4.3.3 The Board disagrees.

As mentioned above under point 4.3.1, the Board does not consider E2 to teach closing a lateral wall of a cage if required by climatic conditions, but rather to do so for safety reasons. If climatic conditions require additional ventilation, E2 proposes in paragraph [0029] the use of an alternative embodiment of the cage, in which the door also includes ventilation holes. E2 is, however, silent on any adaptation of an existing transport unit configuration to a different climatic condition, such as for example temporarily covering lateral walls of the cages or replacing lateral walls and/or the door 42 of a modular cage by other walls or doors having fewer or more ventilation openings.
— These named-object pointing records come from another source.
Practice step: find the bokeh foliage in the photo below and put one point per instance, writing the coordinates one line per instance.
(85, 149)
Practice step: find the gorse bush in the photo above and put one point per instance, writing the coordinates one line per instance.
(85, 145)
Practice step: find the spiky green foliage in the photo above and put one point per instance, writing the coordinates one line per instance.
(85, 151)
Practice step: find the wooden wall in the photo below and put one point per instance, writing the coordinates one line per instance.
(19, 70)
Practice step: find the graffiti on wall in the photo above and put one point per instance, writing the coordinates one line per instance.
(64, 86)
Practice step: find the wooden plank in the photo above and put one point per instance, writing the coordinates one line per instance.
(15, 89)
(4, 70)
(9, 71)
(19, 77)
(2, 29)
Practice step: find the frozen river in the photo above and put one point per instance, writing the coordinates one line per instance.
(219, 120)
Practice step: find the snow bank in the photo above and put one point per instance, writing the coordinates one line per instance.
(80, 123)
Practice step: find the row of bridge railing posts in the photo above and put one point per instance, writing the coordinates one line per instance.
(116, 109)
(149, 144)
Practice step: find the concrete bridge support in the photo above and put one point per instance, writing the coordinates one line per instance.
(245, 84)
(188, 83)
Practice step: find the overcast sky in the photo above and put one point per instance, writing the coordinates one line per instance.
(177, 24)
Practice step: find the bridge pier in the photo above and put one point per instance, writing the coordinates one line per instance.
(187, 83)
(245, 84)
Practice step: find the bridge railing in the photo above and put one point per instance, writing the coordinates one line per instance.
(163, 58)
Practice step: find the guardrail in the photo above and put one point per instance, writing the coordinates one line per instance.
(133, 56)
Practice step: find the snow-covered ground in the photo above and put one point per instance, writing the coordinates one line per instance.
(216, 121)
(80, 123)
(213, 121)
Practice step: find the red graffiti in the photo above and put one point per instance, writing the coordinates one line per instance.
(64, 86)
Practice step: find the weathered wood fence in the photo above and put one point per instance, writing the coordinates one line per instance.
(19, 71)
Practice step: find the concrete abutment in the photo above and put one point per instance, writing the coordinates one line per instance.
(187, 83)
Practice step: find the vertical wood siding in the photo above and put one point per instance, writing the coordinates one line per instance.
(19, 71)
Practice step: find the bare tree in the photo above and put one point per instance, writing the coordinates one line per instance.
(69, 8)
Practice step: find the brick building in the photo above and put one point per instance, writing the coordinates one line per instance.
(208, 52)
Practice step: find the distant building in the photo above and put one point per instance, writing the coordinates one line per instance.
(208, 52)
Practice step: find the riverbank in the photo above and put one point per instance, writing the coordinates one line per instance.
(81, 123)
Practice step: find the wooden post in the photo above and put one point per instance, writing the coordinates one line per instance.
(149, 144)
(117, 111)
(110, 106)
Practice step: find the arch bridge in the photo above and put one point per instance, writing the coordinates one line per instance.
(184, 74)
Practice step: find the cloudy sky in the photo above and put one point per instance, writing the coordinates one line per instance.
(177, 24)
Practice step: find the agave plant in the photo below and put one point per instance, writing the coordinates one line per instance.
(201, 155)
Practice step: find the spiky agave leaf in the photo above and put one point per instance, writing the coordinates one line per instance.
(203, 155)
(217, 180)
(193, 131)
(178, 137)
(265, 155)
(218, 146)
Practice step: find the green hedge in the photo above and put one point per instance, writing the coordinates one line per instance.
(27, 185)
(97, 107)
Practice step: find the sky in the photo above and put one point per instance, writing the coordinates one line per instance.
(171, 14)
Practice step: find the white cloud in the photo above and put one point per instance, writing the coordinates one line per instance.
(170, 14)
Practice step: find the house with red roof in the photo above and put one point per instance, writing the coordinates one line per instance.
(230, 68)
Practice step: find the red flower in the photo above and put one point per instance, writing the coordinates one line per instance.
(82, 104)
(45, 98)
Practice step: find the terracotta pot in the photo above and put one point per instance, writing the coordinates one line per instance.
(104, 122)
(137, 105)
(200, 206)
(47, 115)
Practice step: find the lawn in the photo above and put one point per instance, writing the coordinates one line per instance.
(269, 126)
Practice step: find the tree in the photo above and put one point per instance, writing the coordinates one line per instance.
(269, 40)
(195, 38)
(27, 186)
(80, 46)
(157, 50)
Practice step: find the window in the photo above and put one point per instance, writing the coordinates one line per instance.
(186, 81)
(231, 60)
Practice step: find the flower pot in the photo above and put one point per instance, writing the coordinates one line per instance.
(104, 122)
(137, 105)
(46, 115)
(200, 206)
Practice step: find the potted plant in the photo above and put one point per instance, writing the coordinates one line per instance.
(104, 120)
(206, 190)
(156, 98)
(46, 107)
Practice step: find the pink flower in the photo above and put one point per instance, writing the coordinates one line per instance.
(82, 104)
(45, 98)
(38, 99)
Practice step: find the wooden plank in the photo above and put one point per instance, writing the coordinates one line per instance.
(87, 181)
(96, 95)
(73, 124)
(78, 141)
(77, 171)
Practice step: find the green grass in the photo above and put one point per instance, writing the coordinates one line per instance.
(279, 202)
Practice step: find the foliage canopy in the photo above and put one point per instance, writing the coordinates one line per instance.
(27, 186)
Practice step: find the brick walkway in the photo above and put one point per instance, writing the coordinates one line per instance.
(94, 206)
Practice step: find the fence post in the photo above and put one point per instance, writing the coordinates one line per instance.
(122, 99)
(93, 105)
Nor does E2 suggest or teach orientation in dependence on climatic conditions. Paragraphs [0004] and [0035] merely indicate that the cages can be accessed even when stacked, suggesting that the doors are oriented on the same side of the stack, see also figure 4. How the stacks are oriented in transport, whether with the doors of adjacent stacks oriented towards each other (inwardly) or outwardly is not indicated in E2, much less that this might depend on, say, weather or temperature.
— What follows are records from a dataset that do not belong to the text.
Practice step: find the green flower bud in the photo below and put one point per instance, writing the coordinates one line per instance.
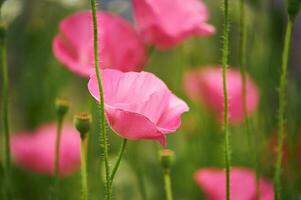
(62, 106)
(82, 122)
(166, 158)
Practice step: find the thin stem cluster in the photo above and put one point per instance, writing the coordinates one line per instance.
(226, 106)
(282, 105)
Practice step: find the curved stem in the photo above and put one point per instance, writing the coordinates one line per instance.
(57, 147)
(101, 104)
(119, 157)
(243, 73)
(226, 106)
(84, 168)
(282, 105)
(167, 185)
(4, 113)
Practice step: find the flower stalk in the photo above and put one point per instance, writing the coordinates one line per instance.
(225, 55)
(166, 158)
(61, 107)
(243, 73)
(102, 121)
(120, 154)
(5, 110)
(82, 122)
(293, 9)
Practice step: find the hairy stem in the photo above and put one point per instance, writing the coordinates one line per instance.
(167, 185)
(282, 105)
(4, 112)
(119, 157)
(243, 73)
(57, 147)
(226, 106)
(102, 121)
(84, 178)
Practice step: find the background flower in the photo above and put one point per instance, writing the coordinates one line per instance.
(120, 46)
(139, 105)
(168, 23)
(243, 184)
(35, 150)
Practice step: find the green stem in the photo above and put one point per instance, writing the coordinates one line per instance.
(282, 105)
(167, 185)
(84, 168)
(4, 113)
(57, 147)
(226, 106)
(119, 157)
(243, 73)
(102, 122)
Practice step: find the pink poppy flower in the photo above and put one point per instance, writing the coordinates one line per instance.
(120, 46)
(206, 85)
(35, 150)
(242, 186)
(167, 23)
(138, 105)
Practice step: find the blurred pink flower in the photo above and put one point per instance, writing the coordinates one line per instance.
(120, 46)
(242, 186)
(206, 84)
(167, 23)
(35, 151)
(139, 105)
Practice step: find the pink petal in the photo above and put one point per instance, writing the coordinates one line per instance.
(169, 22)
(206, 85)
(138, 105)
(243, 184)
(133, 126)
(35, 151)
(119, 44)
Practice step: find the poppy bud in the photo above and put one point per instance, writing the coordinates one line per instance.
(62, 106)
(166, 158)
(82, 122)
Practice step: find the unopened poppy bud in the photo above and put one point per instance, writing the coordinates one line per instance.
(293, 8)
(82, 122)
(166, 158)
(62, 106)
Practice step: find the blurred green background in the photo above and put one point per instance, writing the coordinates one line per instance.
(36, 79)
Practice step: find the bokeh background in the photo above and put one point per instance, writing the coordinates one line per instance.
(37, 78)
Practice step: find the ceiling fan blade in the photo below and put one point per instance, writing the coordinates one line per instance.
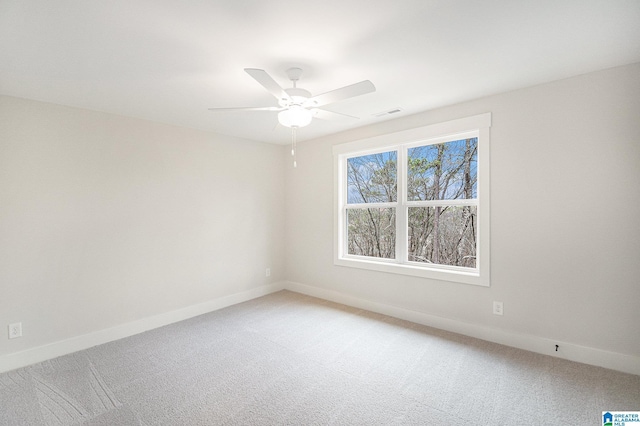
(246, 109)
(324, 114)
(268, 83)
(346, 92)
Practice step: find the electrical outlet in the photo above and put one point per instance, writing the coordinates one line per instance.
(15, 330)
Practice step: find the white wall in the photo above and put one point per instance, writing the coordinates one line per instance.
(107, 220)
(565, 240)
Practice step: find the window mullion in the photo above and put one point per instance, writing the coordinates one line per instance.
(401, 210)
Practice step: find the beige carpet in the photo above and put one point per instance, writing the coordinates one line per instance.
(289, 359)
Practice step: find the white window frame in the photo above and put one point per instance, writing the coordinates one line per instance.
(475, 126)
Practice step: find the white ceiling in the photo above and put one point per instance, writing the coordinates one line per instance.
(169, 61)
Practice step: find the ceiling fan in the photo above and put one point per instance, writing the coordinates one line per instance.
(296, 107)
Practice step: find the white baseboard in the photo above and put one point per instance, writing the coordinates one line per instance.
(74, 344)
(612, 360)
Concerning E3, this document does not mention climatic conditions at all. Aeration openings are described only with regard to their basic purpose of increasing air flow (claim 3). Here it can be inferred from figures 9 to 14 that for transport the units are placed side by side with their doors facing each other, i.e. oriented inwardly. There is no suggestion that this is only the case when climatic conditions so allow. Rather, this appears to be the standard arrangement, i.e. is always the case irrespective of outside conditions. Thus, E3 does not contemplate the use of the door to shield the animals from adverse climatic conditions. There is thus also no disclosure in E2 and E3, explicit or implicit, which might lead a person skilled in the art to the idea to close one of the lateral walls of the drawer like cages of the transport unit according to E1 in order to selectively provide protection against adverse environmental influences like low temperatures, if required.

4.3.4 The Board agrees with the Respondent-Opponent that covering or sheltering transport units of E1 during adverse cold climatic conditions would be an obvious approach based on common general knowledge for solving the objective problem. Most obviously, this could be done by means of a tarpaulin fixed to transport units stacked on a truck deck. The skilled person might even as a matter of obviousness contemplate the use of cover plates removeably attached to the outside of a unit exposed to the environment.
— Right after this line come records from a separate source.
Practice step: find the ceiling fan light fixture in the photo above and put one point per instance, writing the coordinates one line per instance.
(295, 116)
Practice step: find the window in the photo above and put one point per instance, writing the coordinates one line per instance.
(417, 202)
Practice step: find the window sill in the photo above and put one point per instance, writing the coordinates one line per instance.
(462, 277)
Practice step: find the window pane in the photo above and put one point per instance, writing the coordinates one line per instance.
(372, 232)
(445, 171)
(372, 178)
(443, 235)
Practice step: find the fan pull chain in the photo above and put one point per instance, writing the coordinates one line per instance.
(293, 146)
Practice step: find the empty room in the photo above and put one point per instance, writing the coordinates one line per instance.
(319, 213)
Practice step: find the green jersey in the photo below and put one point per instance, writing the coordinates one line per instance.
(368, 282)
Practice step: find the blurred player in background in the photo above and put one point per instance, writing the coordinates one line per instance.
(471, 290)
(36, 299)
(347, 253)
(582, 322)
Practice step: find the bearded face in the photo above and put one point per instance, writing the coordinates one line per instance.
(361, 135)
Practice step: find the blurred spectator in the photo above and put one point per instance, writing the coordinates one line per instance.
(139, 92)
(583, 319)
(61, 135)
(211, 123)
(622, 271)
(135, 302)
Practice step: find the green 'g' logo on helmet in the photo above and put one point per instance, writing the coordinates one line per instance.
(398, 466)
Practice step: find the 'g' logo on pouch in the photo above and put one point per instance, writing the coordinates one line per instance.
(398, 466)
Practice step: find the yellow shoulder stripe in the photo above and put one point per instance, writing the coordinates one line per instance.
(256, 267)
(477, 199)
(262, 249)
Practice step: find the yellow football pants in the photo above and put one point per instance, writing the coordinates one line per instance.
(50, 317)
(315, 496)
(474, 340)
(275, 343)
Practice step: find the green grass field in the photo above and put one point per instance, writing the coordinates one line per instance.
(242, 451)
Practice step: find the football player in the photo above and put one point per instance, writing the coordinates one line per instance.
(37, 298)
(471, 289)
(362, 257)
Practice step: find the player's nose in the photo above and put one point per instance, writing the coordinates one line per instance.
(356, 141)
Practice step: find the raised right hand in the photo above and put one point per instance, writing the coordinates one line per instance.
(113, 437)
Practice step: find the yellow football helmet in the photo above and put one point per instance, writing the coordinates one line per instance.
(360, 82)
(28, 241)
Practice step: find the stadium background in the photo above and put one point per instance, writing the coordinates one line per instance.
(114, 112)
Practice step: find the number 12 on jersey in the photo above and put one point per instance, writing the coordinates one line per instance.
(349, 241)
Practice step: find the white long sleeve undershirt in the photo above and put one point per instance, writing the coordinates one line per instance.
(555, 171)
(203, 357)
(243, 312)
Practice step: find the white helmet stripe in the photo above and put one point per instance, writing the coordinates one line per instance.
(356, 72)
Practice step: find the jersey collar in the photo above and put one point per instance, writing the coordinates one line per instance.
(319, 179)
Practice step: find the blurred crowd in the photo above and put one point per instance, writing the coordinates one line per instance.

However, these obvious measures employing additional means (tarpaulin or removable cover) do not require any change to the drawers themselves. Permanently modifying the drawer by replacing a lateral wall with aeration openings by a substantially closed lateral wall represents a rather different approach which by selective orientation of the drawer in response to outside conditions removes the need for any additional means. As such it offers a flexibly adaptive, self contained solution to the problem of transport in varying climatic conditions, which - in contrast to the above obvious measures - the Board does not consider to be a straightforward option for a person skilled in the art.

4.4 For the above reasons, the Board concludes that the subject-matter of claim 1 involves an inventive step in the sense of Article 56 EPC over the cited prior art and general knowledge of a person skilled in the art.

5. Since none of the the grounds for opposition according to Articles 100b) and 100a) in combination with 56 EPC prejudice the maintenance of the patent as granted, the opposition must be rejected and the patent thus maintained as granted, Article 101(2) EPC.

Order

For these reasons it is decided that:

1. The decision under appeal is set aside.

2. The patent is maintained as granted.